Is this a valid PERCENTILE_CONT SQL query?

596 views Asked by At

I am trying to run a SQL query to find a 50th percentile in a table within a certain group, but then i am also grouping the result over the same field. Here is my query, for example over the tpch's nation table:

SELECT 
   regionkey,
   PERCENTILE_CONT(0.5) WITHIN GROUP(ORDER BY regionkey)
FROM "tpch/nation"
GROUP BY regionkey
ORDER BY regionkey

Is this a valid query? I am trying to QA my code by running all kinds of different percentile queries. Postgres returns this result for the above query,:

 regionkey    | percentile_cont 
 -------------+-----------------
            0 |               0
            1 |               1
            2 |               2
            3 |               3
            4 |               4
 (5 rows)

But my question is in the real world, would someone would try to run such type of queries? I am new to aggregate functions, specially the percentile functions.

1

There are 1 answers

1
Gordon Linoff On BEST ANSWER

You would use percentile_cont() to get a percentage of some ordered value.
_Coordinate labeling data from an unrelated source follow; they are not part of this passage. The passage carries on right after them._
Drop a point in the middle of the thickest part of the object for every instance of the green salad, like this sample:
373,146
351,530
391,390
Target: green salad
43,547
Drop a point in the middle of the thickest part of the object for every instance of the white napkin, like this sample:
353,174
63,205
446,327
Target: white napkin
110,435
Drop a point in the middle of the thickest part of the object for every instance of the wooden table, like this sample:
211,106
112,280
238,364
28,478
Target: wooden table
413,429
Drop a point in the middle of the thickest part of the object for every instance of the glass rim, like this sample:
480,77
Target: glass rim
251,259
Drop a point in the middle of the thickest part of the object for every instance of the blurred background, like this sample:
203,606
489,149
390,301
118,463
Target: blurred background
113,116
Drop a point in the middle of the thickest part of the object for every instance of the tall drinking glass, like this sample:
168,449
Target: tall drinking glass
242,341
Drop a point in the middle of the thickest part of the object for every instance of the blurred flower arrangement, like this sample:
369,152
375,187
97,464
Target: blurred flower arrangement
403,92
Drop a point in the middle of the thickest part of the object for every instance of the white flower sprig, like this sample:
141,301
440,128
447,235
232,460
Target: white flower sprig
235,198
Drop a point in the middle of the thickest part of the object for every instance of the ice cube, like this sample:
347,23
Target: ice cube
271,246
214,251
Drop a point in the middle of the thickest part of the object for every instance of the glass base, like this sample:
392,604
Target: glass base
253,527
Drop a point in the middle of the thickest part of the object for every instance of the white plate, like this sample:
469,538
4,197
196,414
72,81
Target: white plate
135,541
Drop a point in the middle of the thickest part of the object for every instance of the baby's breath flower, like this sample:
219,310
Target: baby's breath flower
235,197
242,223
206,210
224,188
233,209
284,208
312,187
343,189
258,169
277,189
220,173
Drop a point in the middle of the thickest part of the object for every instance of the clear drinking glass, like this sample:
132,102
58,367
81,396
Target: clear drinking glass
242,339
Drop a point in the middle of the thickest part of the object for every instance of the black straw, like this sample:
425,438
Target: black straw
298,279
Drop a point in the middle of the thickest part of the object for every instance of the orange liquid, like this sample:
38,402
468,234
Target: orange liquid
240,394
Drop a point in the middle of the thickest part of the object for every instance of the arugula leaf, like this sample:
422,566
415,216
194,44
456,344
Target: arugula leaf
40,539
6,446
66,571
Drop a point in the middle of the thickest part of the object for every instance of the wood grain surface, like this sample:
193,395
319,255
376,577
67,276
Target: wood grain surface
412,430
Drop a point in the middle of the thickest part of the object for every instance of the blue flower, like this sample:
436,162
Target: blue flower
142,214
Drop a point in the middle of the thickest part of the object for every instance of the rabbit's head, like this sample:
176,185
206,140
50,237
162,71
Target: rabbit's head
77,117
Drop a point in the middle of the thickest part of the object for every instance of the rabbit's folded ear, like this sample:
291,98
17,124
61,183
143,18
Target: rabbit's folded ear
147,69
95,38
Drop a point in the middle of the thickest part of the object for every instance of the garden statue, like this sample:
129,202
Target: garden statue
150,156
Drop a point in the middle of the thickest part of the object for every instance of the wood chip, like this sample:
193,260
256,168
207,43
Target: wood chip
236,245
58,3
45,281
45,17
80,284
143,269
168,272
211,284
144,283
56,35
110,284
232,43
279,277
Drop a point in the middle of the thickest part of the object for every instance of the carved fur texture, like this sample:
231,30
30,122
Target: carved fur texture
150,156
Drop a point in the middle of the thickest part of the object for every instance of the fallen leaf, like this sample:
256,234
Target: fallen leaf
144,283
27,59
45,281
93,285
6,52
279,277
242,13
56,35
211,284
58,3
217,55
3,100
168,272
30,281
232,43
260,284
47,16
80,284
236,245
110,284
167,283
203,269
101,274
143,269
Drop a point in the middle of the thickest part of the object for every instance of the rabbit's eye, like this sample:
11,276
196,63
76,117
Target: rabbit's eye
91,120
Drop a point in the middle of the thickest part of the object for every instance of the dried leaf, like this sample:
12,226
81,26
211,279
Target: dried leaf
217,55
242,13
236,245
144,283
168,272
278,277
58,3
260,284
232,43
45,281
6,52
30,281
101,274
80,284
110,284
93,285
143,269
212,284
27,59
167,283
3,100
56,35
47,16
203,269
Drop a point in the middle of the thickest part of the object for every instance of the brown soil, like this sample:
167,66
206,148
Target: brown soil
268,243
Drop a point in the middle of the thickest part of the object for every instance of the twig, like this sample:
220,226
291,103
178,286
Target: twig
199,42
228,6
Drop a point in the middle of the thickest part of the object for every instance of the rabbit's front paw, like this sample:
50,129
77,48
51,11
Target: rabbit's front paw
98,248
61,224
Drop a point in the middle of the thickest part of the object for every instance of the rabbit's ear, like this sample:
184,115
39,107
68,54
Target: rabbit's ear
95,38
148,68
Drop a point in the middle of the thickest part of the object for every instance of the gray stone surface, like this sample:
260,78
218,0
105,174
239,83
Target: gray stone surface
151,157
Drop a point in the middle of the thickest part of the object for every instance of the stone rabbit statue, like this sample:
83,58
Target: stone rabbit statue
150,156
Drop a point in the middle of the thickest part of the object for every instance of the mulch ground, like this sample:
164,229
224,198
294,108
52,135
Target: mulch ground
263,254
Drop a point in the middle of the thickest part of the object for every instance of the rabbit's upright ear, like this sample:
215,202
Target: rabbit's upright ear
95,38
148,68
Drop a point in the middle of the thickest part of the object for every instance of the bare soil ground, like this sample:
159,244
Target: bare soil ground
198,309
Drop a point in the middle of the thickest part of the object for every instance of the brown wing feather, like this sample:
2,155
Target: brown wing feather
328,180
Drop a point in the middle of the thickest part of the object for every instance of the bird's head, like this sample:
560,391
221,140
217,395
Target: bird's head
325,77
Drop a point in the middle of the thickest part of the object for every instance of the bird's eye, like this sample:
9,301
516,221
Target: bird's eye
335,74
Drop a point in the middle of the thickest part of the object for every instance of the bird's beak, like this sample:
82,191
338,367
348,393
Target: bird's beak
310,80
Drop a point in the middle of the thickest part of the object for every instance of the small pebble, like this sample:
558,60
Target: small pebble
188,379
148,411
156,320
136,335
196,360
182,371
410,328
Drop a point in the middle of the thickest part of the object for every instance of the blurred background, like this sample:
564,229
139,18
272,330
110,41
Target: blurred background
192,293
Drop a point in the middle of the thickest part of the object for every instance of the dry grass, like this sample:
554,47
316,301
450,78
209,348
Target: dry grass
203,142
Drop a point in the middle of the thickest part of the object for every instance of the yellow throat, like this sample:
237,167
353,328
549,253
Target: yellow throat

For instance, if you had a population column for the region, then you would calculate the median population as:

SELECT regionkey,
       PERCENTILE_CONT(0.5) WITHIN GROUP (ORDER BY population)
FROM "tpch/nation"
GROUP BY regionkey
ORDER BY regionkey;

Using regionkey in the ORDER BY is non-sensical. Within each group, regionkey has only one value. Hence, the PERCENTILE_CONT() can only return that value.

However, it can be quite useful with almost any other column.